Tech Wellness for Men Act
Summary
What This Bill Does
The bill directs the Secretary of Health and Human Services, in consultation with the Secretary of Labor and the National Institute of Mental Health, to study social, economic, and health impacts of screen addiction among men ages 25 to 64. The study must examine links to depression, anxiety, substance misuse, loneliness, sleep disorders, workforce participation, productivity, economic disengagement, family life, marriage, parenting, civic organizations, education, employment, interpersonal relationships, and costs to federal and state health systems. HHS may assess veterans, unemployed men, formerly incarcerated individuals, and geographic differences among urban, suburban, and rural communities. HHS must publish a summary and identify mental health resources within 18 months.
Who Benefits and How
Adult men, veterans, unemployed workers, formerly incarcerated residents, families, employers, clinicians, and researchers benefit from public findings on how screen overuse may affect work, health, relationships, and access to mental health resources.
Who Bears the Burden and How
HHS staff, Labor Department staff, and NIMH researchers must coordinate a cross-domain study, analyze health and workforce effects, prepare public findings, and identify relevant mental health resources within 18 months. Technology companies are not regulated directly, but the study may increase scrutiny of gaming, streaming, social media, and other screen-based services.
Key Provisions
- Requires HHS to study screen addiction among men aged 25 to 64.
- Directs review of depression, anxiety, substance misuse, sleep disorders, workforce participation, productivity, family life, and civic participation.
- Authorizes assessment of veterans, unemployed men, formerly incarcerated individuals, and urban, suburban, or rural patterns.
- Requires publication of findings and mental health resources within 18 months.
Evidence Chain:
This summary is generated from the full bill text using AI analysis. Expand "Detailed Analysis" below for identified beneficiaries/burden bearers with clause-level evidence links.
At a Glance
What This Bill Does
Requires HHS to study screen addiction among adult men aged 25 to 64 and publish findings plus mental health resources.
Key Policy Areas
Healthcare, Technology, Labor
Primary Purpose
Requires HHS to study screen addiction among adult men aged 25 to 64 and publish findings plus mental health resources.
Policy Domains
Substantive provisions
Identified Gains
- adult men
- veterans
- unemployed workers
- formerly incarcerated residents
- families
- researchers
Identified Costs
- Department of Health and Human Services staff
- Department of Labor staff
- National Institute of Mental Health researchers
- technology companies
Sponsors
Legislative Progress
In CommitteeReferred to the House Committee on Energy and Commerce.
Introduced in House
Mr. Vindman (for himself and Mr. Barrett) introduced the following …
Stakeholder Effects
cui bono?How this legislation distributes effects. Mention counts reflect frequency, not effect magnitude.

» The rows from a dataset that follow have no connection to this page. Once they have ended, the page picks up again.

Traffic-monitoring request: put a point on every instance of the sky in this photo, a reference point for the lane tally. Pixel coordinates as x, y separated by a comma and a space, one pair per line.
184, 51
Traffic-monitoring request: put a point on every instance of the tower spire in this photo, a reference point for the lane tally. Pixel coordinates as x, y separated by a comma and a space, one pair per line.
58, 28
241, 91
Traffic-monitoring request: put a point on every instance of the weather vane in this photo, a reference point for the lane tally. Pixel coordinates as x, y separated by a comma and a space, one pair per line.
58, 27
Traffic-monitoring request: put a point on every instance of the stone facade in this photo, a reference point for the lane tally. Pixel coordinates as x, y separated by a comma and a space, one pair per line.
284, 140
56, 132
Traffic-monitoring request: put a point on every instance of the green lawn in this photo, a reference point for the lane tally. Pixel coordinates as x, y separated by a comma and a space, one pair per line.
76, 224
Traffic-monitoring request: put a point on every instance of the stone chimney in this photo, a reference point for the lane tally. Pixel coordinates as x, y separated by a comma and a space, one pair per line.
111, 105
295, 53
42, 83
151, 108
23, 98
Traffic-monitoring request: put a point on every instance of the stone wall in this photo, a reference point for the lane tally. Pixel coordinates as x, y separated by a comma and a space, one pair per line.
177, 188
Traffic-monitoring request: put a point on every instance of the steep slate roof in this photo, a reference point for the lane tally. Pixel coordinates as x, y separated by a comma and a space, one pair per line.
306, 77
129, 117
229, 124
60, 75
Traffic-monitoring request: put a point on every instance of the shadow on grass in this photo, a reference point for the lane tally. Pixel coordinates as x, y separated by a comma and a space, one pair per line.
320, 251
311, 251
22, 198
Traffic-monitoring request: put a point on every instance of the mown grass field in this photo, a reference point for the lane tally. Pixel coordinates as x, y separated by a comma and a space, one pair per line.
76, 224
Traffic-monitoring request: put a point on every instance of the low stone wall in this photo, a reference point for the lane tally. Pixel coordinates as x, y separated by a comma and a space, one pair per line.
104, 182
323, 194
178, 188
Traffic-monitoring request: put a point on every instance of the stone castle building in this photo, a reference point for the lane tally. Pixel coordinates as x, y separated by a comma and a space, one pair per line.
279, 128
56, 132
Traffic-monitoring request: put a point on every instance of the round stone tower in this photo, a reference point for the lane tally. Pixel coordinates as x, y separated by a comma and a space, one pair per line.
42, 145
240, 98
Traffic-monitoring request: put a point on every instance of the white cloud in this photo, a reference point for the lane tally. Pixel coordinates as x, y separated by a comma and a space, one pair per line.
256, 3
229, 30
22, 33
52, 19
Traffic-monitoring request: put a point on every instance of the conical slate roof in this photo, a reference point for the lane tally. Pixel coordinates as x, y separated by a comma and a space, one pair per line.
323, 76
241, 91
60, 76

Department of Health and Human Services study staff, Department of Labor analysts consulting on workforce impacts
Bill Structure & Actor Mappings
Who is "The Secretary" in each section?
- "Secretary"
- → Secretary of Health and Human Services
- "Secretary of Labor"
- → Secretary of Labor
We use a combination of our own taxonomy and classification in addition to large language models to assess meaning and potential beneficiaries. High confidence means strong textual evidence. Always verify with the original bill text.